The question today is not “do you believe in God” (91 percent in America say they do, and 55 percent of all Americans say they consider their belief in God to be “a very important part of their lives,” while 90 percent of all Americans categorized their faith as “fairly important”—according to a series of Gallup polls, in which there has been little change since the late 1960s).

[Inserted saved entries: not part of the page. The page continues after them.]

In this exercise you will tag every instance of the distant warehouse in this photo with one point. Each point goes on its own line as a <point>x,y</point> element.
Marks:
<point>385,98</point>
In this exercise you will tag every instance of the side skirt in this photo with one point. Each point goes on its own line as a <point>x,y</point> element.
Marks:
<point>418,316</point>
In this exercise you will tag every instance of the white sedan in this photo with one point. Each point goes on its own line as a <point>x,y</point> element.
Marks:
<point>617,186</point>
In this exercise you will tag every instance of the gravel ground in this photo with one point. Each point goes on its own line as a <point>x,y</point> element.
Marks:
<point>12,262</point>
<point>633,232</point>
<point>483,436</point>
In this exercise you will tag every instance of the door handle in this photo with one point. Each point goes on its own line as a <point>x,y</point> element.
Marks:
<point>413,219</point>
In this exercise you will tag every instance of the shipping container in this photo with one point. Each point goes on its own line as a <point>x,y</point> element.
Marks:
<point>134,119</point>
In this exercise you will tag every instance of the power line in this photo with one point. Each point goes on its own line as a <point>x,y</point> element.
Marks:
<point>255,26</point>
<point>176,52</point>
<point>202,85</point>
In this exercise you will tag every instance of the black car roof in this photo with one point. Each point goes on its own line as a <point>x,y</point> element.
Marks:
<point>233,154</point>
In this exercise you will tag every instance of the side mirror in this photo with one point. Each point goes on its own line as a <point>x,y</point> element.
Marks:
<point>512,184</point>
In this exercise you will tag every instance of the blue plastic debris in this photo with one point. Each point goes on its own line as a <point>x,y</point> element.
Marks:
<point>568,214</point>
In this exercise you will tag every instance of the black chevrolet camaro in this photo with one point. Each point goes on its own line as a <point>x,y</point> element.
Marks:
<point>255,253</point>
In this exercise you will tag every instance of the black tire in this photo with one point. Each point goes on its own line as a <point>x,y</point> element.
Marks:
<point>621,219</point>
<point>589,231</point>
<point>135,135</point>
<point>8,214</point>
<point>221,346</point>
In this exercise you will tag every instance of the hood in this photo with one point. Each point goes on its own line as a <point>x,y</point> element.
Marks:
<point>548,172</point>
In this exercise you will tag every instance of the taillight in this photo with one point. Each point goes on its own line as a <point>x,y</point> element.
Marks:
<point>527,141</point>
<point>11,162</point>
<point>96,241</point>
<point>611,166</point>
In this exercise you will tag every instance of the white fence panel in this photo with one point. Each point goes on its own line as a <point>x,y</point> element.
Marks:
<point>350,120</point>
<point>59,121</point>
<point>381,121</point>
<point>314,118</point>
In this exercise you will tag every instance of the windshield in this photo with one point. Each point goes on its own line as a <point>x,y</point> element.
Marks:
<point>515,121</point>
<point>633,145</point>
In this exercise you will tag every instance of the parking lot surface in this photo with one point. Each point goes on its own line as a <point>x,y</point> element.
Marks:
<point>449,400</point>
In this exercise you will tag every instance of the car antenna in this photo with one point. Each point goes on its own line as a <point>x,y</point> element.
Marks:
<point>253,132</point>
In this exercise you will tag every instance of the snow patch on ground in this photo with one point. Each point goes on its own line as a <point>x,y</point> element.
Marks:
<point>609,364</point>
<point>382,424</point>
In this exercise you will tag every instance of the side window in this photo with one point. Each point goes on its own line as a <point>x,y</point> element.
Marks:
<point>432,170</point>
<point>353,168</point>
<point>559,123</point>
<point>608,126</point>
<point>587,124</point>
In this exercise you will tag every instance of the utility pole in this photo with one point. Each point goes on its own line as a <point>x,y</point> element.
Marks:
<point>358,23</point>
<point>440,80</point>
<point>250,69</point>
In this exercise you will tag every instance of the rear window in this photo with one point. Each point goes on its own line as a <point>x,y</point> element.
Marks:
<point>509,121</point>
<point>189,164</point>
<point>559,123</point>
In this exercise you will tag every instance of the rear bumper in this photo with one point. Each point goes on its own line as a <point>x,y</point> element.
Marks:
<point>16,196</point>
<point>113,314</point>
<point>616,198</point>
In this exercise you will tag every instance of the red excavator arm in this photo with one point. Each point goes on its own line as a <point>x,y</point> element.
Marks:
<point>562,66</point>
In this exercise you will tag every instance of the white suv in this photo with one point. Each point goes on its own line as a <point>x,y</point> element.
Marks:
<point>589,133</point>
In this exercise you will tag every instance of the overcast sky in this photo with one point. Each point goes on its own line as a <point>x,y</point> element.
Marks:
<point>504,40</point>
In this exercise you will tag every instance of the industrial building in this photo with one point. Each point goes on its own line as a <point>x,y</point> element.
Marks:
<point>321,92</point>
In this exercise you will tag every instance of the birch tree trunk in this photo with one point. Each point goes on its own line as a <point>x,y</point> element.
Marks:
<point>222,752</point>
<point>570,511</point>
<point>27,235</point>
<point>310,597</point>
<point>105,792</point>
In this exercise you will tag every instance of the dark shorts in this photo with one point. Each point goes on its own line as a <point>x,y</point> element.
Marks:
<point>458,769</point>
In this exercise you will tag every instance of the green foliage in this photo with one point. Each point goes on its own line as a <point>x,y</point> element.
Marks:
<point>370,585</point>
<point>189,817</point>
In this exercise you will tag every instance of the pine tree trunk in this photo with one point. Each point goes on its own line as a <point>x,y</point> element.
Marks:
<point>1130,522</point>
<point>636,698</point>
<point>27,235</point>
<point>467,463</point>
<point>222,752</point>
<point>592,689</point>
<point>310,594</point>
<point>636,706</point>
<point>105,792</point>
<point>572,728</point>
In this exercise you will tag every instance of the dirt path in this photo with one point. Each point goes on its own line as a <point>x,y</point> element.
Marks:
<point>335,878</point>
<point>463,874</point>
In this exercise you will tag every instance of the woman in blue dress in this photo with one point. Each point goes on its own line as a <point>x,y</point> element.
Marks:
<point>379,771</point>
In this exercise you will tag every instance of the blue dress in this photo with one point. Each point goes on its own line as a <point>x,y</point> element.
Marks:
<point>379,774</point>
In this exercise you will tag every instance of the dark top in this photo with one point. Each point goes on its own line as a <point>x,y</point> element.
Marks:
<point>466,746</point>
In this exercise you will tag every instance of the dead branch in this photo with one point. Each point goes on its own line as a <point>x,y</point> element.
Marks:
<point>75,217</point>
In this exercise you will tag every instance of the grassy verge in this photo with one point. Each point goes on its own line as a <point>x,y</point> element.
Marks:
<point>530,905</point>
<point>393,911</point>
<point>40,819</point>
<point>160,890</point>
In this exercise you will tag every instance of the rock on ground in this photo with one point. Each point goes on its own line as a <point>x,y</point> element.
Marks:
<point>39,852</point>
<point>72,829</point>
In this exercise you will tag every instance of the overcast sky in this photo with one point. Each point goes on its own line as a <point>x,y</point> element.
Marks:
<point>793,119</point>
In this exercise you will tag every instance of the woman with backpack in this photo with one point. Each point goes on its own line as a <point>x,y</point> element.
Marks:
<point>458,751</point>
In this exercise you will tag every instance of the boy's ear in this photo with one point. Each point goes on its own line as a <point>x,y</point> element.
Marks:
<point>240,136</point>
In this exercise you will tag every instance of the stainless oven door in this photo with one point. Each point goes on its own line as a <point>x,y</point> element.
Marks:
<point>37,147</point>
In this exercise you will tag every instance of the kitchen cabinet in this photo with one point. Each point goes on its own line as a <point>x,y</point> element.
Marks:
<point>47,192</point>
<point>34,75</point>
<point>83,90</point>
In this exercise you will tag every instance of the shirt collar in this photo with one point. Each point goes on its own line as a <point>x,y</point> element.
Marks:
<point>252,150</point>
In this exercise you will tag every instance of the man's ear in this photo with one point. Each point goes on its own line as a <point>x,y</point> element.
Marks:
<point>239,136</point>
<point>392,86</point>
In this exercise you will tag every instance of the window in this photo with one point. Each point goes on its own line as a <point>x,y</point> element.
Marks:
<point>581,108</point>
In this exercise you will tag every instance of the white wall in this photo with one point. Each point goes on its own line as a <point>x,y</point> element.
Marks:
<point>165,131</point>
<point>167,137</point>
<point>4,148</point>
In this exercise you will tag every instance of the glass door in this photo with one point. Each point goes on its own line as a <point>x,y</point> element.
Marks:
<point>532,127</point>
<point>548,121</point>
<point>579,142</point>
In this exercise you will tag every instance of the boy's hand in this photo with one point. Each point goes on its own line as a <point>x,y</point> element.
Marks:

No, the real question today is: “Do your beliefs make you healthier or unhealthier?” Look at the chart on the next page.
Healthy Religion |
Unhealthy religion |
Is obsessed with gratitude |
Is obsessed with guilt |
Focuses on the presence of God in the world; sees holiness everywhere |
Focuses on the presence of evil in the world; sees contamination everywhere |
Sees all the world as “us” |
Sees all the world as “us vs. them” |
Is closely related to mental health with its emphasis on repentance (metanoia) or “Most of my ills are self-inflicted.” |
Is distantly related to mental illness (paranoia) or “Most of my ills stem from what others are doing ‘out there.’” |
Unconsciously exhibits humility |
Unconsciously exhibits arrogance |
Treasures the differences in others |
Wants everyone to be like them |
Has a high sense of “all the saints” worshiping God together |
Has a high sense of “the individual alone with his or her God” |
Believes in learning from others |
Believes in confronting others |
Renounces manipulation of others, and lets them have their own beliefs |
Desires to manipulate others into accepting their every belief |
Wants God’s forgiveness toward those who have harmed them or follow other gods; forgives readily |
Wants God’s vengeance toward those who have harmed them or follow other gods; often has low, long-simmering anger, masked beneath a smile |
Focuses on what one can give, out of faith; anxious to give others benefits |
Focuses on what one gets out of faith; anxious to get for themselves the benefits |
Faith is primarily a matter of actions; words are used only to interpret one’s actions |
Faith is primarily a matter of words used as tests or orthodoxy. Shibboleth and sibboleth. |
Is well aware that their faith may have some unhealthiness to it |
Doesn’t even dream their faith may be unhealthy |
If unemployment pushes us to rethink our faith, we should find not only our depression lifting, but also our understanding of faith increasing. That is a great gift. Depression is oftentimes a messenger bringing gifts, if only we open our eyes to see it.